Als Quellenbasis bieten sich mit dem 18. Jahrhundert von Frauen verfaßte Hand- und Druckschriften in großen Mengen an, die zum Teil bereits für literaturwissenschaftliche Belange erschlossen sind. Für den Zeitraum vor 1700 ist die Situation nicht so günstig, aber bereits im 14. Jahrhundert gibt es Autographe, die zumindest den Zugang zu individuellem weiblichem Umgang mit deutscher Sprache und Aussagen über individuelles Kommunikationswissen und individuelle sprachliche Kompetenzen zulassen.
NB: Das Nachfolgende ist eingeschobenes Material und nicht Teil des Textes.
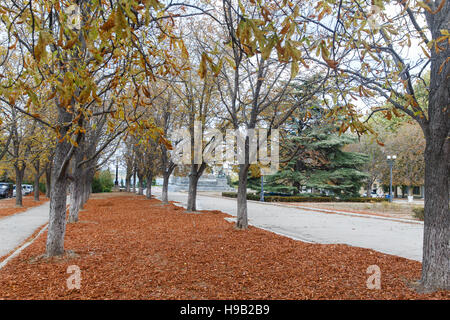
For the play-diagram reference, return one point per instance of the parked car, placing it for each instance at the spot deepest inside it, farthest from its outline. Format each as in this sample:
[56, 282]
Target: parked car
[373, 195]
[6, 190]
[15, 193]
[28, 188]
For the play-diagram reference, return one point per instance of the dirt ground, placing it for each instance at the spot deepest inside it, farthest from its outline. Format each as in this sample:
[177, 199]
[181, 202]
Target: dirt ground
[129, 247]
[8, 206]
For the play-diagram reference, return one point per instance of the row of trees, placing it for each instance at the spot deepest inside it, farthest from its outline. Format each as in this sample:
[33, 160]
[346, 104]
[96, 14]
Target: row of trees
[91, 72]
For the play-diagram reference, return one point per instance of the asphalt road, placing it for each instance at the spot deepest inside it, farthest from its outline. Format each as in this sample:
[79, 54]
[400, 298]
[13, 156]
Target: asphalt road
[400, 238]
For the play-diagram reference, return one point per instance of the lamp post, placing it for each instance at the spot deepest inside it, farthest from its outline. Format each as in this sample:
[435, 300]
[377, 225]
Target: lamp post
[390, 160]
[116, 183]
[262, 189]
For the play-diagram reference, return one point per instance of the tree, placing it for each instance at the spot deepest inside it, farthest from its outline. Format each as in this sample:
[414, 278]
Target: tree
[320, 163]
[79, 60]
[364, 47]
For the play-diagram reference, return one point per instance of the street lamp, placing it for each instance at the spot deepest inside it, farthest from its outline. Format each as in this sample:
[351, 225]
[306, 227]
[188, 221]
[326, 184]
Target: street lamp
[116, 183]
[391, 160]
[262, 189]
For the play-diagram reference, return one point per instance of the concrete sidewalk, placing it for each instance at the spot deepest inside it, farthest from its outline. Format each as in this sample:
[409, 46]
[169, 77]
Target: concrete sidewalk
[391, 236]
[15, 229]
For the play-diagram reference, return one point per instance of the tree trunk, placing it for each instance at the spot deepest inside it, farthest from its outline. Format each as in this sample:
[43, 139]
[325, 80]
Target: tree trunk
[242, 219]
[128, 183]
[37, 177]
[19, 179]
[436, 239]
[192, 195]
[165, 192]
[149, 186]
[369, 189]
[141, 186]
[48, 180]
[134, 182]
[58, 199]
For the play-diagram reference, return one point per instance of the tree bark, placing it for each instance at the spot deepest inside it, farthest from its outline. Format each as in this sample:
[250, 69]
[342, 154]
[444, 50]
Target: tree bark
[134, 181]
[58, 199]
[128, 183]
[19, 179]
[149, 186]
[242, 219]
[192, 195]
[436, 239]
[141, 186]
[37, 177]
[48, 180]
[165, 191]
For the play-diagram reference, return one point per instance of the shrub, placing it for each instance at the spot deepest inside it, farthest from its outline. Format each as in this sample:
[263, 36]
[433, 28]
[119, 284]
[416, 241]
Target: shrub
[102, 182]
[419, 213]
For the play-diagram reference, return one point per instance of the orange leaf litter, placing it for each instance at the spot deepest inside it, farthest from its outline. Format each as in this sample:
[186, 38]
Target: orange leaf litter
[129, 247]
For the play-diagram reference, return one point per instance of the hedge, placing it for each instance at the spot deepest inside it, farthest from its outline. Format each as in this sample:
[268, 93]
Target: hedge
[251, 196]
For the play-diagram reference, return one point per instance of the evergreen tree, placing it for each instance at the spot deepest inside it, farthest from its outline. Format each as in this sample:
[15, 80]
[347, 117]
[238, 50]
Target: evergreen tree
[315, 159]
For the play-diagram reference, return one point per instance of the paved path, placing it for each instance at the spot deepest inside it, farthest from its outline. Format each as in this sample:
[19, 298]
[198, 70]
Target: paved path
[400, 238]
[15, 229]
Frauentexte legen Zeugnis ab über sozial differenziertes weibliches Sprachhandeln in einer Vielzahl gesellschaftlicher Kommunikationsbereiche, über sozial differenzierte weibliche Sprachkultur – etwa in den Frauenklöstern, in Kulturbünden, Salons, politischen Vereinigungen – und über den Platz des weiblichen Geschlechts im sprachhistorischen Prozeß. Für unser Jahrhundert haben wir darüber hinaus die Möglichkeit, über Befragungen und Tonbandaufzeichnungen zu Massendaten zu gelangen. Am ertragreichsten sind geschlechtskonfrontierende Untersuchungen.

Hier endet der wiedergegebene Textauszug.